To: Sun Tzu who wrote (90486)4/6/2003 10:18:23 AM
From: Ilaine  Read Replies (1) | Respond to of 281500
 
>>you will enjoy studying Shia Fiqh<<

I'll see if I can find some of it in English. Yes, I do like studying old law, and old economics (lots of overlaps). Much simpler and clearer than most modern law. Reading the US Code is like finding your way though a maze.

But the person who translate the old foreign law needs to be someone who speaks English like a native and also understands the concepts being translated.

Which reminds me - the other day I was talking about hawala and Kumar said it was very old - which I knew - and came from counries further east - which I suspected, but couldn't find anything when I was researching this last year.
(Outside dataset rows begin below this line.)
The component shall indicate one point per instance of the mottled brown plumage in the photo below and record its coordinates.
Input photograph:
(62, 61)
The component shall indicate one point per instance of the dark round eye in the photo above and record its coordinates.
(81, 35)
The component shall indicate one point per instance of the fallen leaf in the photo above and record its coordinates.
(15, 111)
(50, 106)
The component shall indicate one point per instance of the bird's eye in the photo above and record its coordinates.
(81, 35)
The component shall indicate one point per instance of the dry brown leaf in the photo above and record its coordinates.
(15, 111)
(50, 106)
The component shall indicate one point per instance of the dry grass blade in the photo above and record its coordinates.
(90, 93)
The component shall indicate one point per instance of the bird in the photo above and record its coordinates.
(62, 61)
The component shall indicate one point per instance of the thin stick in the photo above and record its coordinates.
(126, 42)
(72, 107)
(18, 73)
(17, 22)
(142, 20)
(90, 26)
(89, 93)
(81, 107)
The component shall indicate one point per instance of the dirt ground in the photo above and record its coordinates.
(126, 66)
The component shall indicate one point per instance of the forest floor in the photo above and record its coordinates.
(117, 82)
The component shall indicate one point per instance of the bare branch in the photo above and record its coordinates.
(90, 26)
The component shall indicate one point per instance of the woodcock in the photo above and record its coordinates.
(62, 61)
Probably most English commentators on law and economics can't read the old languages, and the people who can translate the old languages don't understand the significance.
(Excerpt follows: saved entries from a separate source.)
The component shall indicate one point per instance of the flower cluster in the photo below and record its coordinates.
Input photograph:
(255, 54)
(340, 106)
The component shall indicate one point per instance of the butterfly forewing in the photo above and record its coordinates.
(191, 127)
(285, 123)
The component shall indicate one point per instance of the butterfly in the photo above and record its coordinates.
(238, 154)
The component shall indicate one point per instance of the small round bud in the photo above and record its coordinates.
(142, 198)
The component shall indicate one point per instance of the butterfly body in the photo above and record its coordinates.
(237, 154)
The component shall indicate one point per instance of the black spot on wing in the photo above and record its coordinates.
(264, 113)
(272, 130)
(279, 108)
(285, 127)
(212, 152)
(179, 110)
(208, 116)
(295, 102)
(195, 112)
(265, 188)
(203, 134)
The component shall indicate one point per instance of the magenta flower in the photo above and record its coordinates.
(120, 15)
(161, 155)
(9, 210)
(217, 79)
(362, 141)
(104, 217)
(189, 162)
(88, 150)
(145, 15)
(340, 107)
Hawala was, as far as I can tell, the first paper money. Let me back track here and say that it appears that the Sumerians had a similar system using clay.

It's such a brilliant concept. Travellers don't have to carry "real" money, so they can't get robbed. I wish I knew when the persons holding the gold reserves first figured out that they could send out more symbolic money than they held in reserve. At some point they figured out that they only had to hold about 40% in reserve, and if there was a greater demand they could borrow it from each other.

Very similar to the way the Federal Reserve works today.